Eight government ministers unveiled the first strategic plan for Northern Norway in nine years on Friday, promising support for better schools, transport, job creation and a new investment fund for business development. The plan was quickly dismissed by opposition politicians, however, as lacking substance and failing to offset depopulation.
“The government is letting Northern Norway down once again,” complained Sandra Borch, a Member of Parliament for the opposition Center Party from Troms. She told Norwegian Broadcasting (NRK) after the digital presentation of the plan that “if they’re going to take Northern Norway seriously, they need to listen to us who live here. This is unfortunately a (government) report full of glowing speeches.”
Both Prime Minister Erna Solberg, Foreign Minister Ine Eriksen Søreide and other ministers partcipating insisted they had solicited local input and listened. “We have had lots of good conversations in the north over the two years we’ve worked on this plan,” said Søreide as she sat near a bonfire outdoors in Alta on Friday. “We have spoken with teachers, business owners, entrepreneurs, investors, researchers, fishing boat crews, artists and reindeer herders.” She also referred to “tight dialogue” during hundreds of meetings with local elected officials and the Samí Parliament: “We have listened and learned, not least in getting advice from 50 members of a youth panel.”

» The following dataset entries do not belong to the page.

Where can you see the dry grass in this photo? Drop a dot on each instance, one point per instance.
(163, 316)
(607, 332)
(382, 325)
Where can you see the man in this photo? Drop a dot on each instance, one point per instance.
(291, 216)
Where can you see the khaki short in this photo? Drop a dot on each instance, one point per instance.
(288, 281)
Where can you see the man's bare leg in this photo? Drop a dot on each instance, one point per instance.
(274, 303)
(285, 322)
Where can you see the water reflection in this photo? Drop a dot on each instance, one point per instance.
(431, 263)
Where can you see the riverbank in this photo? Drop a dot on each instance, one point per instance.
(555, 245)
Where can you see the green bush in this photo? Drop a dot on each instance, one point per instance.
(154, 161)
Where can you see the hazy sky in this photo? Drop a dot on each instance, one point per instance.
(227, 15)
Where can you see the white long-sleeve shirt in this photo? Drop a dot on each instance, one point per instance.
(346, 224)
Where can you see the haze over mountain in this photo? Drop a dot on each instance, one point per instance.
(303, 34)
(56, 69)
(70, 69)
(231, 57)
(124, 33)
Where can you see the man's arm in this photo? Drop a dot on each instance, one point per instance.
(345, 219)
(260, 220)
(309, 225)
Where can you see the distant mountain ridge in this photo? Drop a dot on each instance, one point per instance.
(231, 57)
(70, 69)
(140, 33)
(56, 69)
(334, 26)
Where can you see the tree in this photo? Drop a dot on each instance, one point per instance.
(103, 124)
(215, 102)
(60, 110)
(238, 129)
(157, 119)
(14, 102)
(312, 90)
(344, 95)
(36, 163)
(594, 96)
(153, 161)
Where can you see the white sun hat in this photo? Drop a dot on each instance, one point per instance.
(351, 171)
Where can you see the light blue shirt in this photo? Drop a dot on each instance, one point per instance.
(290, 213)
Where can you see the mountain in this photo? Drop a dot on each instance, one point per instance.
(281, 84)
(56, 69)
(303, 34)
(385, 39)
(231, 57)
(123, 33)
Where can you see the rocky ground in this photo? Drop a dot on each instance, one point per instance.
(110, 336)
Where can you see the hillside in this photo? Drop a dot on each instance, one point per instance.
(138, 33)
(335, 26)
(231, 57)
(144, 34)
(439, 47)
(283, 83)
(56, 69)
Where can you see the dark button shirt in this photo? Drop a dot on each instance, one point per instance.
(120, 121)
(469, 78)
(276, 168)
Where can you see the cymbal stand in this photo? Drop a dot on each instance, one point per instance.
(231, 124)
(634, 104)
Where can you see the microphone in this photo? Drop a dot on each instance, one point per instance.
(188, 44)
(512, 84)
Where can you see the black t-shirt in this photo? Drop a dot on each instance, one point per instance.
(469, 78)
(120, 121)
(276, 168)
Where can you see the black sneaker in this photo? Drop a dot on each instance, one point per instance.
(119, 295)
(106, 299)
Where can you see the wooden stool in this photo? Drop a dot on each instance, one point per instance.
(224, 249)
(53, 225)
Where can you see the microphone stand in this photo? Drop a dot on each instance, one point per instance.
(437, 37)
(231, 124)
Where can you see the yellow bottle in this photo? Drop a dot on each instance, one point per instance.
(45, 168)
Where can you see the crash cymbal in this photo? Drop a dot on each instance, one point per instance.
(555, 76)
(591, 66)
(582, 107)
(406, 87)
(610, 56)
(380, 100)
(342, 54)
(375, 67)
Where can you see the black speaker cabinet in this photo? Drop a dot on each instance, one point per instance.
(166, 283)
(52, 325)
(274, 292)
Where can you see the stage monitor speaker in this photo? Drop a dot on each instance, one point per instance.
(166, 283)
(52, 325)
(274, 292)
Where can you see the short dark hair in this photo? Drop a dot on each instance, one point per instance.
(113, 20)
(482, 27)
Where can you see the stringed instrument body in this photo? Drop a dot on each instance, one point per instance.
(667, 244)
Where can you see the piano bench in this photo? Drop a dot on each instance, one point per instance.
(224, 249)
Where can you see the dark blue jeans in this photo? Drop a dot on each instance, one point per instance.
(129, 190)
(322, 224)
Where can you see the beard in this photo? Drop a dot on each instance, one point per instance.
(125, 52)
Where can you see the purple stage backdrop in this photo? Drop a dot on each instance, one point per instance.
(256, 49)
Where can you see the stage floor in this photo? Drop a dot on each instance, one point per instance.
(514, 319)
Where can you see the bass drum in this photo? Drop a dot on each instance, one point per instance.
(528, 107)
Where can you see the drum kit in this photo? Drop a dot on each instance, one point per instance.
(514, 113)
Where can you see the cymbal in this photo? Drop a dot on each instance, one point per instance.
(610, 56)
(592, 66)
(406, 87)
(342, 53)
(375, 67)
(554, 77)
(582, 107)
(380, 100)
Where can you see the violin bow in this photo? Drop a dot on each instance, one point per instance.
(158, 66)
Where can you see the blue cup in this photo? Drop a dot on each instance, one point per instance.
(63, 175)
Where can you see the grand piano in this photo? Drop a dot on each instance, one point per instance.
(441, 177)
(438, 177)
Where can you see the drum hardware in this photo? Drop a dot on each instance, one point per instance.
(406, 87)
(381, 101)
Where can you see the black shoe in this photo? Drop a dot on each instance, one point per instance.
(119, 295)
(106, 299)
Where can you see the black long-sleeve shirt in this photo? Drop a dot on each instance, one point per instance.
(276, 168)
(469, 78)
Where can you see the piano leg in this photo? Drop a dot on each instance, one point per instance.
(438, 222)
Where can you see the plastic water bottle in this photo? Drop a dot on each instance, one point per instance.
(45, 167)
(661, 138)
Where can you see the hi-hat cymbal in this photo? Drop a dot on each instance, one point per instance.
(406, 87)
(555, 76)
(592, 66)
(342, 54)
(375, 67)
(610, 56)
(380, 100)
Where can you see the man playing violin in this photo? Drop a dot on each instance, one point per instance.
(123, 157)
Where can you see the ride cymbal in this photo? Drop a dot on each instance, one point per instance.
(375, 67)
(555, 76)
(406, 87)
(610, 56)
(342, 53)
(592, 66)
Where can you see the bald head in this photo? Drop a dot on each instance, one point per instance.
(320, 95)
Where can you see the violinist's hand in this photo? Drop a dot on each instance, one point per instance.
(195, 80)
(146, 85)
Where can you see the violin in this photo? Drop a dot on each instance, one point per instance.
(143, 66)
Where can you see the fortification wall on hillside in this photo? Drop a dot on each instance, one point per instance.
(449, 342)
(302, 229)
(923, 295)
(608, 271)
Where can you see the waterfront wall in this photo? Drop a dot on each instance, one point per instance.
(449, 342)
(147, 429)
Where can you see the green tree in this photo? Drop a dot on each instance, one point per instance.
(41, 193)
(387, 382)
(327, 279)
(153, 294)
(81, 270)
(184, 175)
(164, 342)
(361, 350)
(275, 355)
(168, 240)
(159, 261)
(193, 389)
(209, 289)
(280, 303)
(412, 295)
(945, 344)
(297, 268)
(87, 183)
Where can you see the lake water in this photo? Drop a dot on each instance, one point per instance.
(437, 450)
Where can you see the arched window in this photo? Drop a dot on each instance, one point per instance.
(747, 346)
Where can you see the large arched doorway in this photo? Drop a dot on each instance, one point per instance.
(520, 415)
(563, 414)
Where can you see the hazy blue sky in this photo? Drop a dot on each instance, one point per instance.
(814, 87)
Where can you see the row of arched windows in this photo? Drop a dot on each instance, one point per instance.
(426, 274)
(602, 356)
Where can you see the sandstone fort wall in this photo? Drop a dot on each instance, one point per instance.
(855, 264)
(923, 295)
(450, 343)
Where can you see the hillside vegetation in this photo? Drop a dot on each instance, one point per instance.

Søreide stressed that “we must take demographic developments seriously and see what we can do to prevent more depopulation” of the northern areas. State statistics bureau SSB (Statistics Norway) reported earlier this week that the populations of Nordland, Troms and Finnmark have declined by nearly 2,000 during the past year, despite growth in some cities like Tromsø and Bodø, and lots of real estate investment.
“Our young advisers were very clear,” Søreide said. “We must provide flexible education programs, good infrastructure, capital for entrepreneurs and support local value creation. We must remember that it’s also important to have a place to go after school or work, whether it’s an athletic hall, cultural programs or a youth center, and what works in Oslo isn’t necessarily what’s needed in Alta.”
Søreide also stressed that the report on Northern Norway “isn’t a budget document” or an attempt to address all the challenges in the north, but rather to “plot out a direction for priorities in policy over the next several years.”
The government and Parliament have already proposed some new major defense spending in Northern Norway, from a helicopter base in Bardufoss to billions of redevelopment of facilities in Porsanger and Sør-Varanger. Tana Mayor Helga Pedersen of the Labour Party, a former government minister herself, doesn’t think more defense spending will keep northerners from moving south: “The civilian presence must increase,” she said, not just the number of military people who’ll be temporarily stationed in the counties of Nordland or Troms og Finnmark. She’d prefer to see transfers of state jobs that would provide more economic stability, and more decentralization programs “instead of everything being gathered in Tromsø.”
Labour Party leader Jonas Gahr Støre, who put a lot of emphasis on Northern Norway during his years at foreign minister, was also critical to the government’s report. He found few examples of concrete plans and funding for new ventures in the report meant to provide policy for growth and stabiity. “There’s great distance between lots of fine words and concrete action,” Støre told NRK.
The government does plan, however, to set up a new investment fund with money from both the state and private interests that would be managed from Northern Norway. The goal will be to stimulate innovation and growth, also through cooperation with interests in northern Sweden and Finland and the European Investment Bank. The government is also promising NOK 4 million over three years to a fund for young entrepreneurs, aimed at linking research and value creation.
Other government ministers in charge of fisheries, culture, business and defense took part in forming the strategic plan. Defense Minister Frank Bakke-Jensen, who’s from Northern Norway himself, told NRK that the region is a high priority, not least given renewed super-power rivalry and more activity in the Arctic by the Russians.
“What’s good for Northern Norway is good for the entire country,” claimed Prime Minister Solberg. “The government’s political project in the area is therefore to concentrate on securing jobs and economic growth.”